Final answer:
The hyperbola's vertices are at (-1, 12) and (-1, 0), the foci are approximately at (-1, 13.21) and (-1, -1.21), and the equations for the asymptotes are y = 1.5x + 7.5 and y = -1.5x + 4.5.
Step-by-step explanation:
The equation provided is for a hyperbola in the form f(y-6)²/36 - (x+1)²/16=1. The center of this hyperbola is at the point (-1, 6). The denominators in the equation give us the squares of the semi-axes lengths of the hyperbola: 36 for the y-axis part (which is 'a' squared) and 16 for the x-axis part (which is 'b' squared).
Vertices of the hyperbola are determined by adding and subtracting the length of the semi-major axis 'a' to the y-coordinate of the center, since the y-term is positive and in the numerator. In this case, a = √36 = 6, so the vertices are (center.x, center.y ± a) = (-1, 6 ± 6), giving us the points (-1, 12) and (-1, 0).
Foci of the hyperbola can be found using the formula c = √(a² + b²), where c is the distance from the center to each focus along the axis of the hyperbola. Since b² = 16, we find c = √(36 + 16) = √52 ≈ 7.21. The foci are thus (center.x, center.y ± c) = (-1, 6 ± 7.21), resulting in approximate coordinates (-1, 13.21) and (-1, -1.21).

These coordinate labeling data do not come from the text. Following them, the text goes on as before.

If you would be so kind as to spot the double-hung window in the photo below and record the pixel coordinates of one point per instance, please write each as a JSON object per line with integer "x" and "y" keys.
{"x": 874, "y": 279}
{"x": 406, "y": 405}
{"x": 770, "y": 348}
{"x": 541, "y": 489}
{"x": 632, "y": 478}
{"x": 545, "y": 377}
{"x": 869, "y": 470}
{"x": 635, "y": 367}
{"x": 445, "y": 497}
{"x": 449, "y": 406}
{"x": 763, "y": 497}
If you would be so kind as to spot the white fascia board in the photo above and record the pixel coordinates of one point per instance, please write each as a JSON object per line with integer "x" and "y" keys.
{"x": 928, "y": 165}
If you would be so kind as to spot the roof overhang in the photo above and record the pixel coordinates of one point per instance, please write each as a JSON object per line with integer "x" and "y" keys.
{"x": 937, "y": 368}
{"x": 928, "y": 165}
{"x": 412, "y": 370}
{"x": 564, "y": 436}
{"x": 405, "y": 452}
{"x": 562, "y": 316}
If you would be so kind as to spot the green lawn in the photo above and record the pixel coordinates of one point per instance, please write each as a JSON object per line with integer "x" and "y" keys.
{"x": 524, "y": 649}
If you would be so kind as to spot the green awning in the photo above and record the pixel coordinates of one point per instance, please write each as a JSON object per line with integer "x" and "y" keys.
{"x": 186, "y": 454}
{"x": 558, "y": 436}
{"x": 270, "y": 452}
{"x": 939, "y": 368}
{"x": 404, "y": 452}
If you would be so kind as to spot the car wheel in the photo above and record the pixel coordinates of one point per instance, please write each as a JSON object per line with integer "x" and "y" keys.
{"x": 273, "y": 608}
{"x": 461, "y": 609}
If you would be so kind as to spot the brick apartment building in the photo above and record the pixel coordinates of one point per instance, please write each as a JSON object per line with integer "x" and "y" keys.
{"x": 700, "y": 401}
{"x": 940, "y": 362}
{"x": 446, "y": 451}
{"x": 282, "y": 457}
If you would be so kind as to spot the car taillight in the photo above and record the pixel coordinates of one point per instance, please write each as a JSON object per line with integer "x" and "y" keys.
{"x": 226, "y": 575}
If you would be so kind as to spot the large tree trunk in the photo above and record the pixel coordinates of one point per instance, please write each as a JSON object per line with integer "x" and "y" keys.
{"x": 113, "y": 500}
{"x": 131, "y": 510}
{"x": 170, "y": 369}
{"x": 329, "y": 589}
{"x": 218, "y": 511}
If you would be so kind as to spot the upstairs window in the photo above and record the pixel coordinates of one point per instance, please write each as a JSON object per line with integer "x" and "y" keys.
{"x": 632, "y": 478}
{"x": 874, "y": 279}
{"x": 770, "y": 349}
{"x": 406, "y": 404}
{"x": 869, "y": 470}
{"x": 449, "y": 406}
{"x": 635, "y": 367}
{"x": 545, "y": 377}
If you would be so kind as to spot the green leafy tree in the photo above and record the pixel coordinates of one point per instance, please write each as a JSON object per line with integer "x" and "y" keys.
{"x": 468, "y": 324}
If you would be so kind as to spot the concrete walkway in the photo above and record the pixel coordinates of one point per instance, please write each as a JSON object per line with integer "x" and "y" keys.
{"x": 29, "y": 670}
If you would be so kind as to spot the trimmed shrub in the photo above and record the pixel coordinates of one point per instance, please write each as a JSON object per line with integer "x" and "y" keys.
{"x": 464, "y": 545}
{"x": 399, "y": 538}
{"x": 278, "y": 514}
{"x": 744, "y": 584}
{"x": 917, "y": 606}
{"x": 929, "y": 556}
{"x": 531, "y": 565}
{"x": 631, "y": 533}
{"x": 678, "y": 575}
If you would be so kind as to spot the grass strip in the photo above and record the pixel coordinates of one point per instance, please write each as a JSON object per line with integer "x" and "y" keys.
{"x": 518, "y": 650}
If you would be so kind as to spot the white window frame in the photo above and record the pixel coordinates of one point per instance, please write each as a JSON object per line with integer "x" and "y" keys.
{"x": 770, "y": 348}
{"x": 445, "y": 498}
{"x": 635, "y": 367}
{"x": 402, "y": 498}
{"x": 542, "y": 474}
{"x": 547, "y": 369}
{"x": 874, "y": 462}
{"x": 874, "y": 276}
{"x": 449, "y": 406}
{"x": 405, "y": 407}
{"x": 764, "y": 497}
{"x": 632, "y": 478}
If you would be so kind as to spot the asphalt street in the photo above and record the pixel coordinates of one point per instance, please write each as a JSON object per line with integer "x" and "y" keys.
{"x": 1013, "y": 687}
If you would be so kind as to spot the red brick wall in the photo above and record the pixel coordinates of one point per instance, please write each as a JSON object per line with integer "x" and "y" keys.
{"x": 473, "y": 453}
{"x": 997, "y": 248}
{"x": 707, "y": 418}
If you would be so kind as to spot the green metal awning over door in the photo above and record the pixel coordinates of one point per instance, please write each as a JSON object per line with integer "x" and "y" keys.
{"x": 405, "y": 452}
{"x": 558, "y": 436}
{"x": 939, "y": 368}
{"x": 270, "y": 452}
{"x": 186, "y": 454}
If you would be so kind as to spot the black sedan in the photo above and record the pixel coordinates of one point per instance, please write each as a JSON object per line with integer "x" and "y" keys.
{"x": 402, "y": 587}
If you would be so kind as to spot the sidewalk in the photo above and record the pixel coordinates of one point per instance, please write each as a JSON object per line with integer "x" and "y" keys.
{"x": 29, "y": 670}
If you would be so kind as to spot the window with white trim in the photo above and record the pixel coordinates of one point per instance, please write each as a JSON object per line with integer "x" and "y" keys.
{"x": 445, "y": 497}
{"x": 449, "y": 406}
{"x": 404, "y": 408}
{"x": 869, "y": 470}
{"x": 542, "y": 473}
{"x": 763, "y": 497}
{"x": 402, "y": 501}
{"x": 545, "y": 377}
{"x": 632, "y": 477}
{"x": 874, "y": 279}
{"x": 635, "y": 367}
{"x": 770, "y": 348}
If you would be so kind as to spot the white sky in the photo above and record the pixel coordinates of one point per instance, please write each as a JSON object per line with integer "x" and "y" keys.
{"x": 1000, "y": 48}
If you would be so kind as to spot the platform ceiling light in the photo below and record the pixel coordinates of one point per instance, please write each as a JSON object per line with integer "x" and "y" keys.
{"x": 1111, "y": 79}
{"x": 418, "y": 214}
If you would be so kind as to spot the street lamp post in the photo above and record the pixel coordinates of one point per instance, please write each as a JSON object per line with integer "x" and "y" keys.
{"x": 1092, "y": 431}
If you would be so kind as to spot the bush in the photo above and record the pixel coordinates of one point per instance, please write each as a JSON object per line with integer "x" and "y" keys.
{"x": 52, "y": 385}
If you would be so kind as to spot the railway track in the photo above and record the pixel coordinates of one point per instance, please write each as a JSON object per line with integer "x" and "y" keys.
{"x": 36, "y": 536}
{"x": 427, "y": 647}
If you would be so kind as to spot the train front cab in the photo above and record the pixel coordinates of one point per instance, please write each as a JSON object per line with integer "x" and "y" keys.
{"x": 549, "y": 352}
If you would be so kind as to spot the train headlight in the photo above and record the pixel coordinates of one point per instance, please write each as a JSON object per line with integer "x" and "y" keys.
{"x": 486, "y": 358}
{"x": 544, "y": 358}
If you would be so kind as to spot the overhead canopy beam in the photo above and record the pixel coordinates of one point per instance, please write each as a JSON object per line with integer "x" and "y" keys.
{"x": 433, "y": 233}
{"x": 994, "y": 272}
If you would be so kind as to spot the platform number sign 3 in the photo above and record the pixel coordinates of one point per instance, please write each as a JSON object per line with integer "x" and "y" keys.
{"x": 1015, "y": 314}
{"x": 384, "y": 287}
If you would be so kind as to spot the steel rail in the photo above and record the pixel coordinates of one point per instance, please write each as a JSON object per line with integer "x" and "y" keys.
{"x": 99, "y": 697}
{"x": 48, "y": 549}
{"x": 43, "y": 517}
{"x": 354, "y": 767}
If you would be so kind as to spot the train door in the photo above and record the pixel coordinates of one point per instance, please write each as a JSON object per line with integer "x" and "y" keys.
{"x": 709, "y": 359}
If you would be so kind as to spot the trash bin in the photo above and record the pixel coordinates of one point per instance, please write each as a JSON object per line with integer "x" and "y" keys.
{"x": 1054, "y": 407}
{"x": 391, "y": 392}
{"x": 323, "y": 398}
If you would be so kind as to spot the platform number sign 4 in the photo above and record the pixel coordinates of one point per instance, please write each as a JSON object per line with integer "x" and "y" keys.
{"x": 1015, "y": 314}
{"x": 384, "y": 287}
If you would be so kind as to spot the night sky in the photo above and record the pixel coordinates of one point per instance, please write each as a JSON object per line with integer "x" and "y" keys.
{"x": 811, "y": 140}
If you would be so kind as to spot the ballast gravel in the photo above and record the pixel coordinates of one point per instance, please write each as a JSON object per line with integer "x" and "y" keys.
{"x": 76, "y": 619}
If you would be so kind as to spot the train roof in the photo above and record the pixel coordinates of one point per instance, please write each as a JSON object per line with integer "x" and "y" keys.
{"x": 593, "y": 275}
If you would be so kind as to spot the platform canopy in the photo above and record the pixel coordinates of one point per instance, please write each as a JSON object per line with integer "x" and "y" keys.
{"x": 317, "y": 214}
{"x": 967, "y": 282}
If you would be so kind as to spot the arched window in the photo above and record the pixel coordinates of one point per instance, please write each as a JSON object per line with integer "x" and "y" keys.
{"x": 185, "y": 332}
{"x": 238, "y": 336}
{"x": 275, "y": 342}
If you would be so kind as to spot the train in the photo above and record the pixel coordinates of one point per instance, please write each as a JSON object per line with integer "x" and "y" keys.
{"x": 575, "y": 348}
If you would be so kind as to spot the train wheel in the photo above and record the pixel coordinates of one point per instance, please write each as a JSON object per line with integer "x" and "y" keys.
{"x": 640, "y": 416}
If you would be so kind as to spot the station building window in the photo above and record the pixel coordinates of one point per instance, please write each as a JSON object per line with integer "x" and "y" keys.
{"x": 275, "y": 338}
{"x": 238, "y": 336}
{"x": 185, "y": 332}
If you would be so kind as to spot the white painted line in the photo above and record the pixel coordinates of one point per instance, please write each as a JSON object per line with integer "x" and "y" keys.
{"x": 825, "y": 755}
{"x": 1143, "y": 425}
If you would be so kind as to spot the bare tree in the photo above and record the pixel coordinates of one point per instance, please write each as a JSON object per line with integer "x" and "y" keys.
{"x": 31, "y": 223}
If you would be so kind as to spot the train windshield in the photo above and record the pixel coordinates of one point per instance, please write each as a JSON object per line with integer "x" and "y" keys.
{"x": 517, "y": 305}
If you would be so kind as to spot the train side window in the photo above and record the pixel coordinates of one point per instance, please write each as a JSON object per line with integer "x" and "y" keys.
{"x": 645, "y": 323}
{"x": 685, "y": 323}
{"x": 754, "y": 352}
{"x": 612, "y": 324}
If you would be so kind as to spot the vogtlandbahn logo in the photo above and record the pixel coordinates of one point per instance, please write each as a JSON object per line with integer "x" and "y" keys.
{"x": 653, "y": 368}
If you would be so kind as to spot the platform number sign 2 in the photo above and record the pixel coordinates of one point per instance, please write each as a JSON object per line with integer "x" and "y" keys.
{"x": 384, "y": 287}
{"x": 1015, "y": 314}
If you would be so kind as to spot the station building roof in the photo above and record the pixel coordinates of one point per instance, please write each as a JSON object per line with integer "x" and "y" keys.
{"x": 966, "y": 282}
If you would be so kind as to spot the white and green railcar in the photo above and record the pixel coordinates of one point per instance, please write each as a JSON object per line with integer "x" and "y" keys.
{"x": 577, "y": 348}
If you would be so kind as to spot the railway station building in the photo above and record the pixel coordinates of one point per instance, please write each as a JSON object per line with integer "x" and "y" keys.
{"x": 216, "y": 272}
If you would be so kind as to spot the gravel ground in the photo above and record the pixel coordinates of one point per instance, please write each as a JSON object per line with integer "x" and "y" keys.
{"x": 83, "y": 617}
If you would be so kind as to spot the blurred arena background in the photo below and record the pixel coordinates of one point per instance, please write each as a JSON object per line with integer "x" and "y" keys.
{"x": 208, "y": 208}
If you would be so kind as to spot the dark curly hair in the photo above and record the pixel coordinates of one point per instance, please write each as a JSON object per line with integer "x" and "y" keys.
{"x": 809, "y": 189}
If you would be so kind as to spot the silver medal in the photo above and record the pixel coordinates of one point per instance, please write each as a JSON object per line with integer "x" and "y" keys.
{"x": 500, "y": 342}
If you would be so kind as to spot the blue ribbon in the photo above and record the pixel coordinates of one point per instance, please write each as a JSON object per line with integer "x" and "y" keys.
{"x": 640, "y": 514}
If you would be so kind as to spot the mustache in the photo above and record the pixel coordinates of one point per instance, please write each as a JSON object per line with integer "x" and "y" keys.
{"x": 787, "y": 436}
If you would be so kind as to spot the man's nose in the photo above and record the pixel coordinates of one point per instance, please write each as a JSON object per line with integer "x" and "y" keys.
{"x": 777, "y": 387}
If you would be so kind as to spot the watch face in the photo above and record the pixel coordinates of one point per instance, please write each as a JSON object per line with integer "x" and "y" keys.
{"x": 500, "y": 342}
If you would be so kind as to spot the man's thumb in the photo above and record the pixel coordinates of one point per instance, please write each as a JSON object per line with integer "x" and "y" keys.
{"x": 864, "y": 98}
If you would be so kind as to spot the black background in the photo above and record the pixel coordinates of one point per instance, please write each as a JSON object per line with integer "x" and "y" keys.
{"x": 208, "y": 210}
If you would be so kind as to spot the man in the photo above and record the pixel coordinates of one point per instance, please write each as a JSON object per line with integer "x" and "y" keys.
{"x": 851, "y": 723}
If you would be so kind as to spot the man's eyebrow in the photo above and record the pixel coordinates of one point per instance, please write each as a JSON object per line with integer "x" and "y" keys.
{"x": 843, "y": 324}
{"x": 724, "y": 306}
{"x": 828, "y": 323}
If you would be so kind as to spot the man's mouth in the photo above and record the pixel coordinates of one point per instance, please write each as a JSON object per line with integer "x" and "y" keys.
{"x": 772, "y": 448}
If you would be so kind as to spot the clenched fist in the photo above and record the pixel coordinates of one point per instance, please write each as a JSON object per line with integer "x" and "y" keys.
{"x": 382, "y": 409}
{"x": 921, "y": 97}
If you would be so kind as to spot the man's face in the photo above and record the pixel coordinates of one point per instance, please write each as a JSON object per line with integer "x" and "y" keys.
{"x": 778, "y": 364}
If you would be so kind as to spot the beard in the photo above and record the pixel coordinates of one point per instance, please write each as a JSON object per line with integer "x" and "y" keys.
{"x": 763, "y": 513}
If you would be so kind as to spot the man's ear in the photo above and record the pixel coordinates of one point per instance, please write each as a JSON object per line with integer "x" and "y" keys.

The equations for the asymptotes are found using the slope 'a/b' of the asymptotes and the center of the hyperbola. For this hyperbola, 'a' = 6 and 'b' = 4, so the slope of the asymptotes is ± a/b = ± 6/4 = ± 1.5. The equations of the asymptotes are y - center.y = ±(slope)(x - center.x), which results in y - 6 = ± 1.5(x + 1). Simplifying these gives the asymptote equations y = 1.5x + 7.5 and y = -1.5x + 4.5.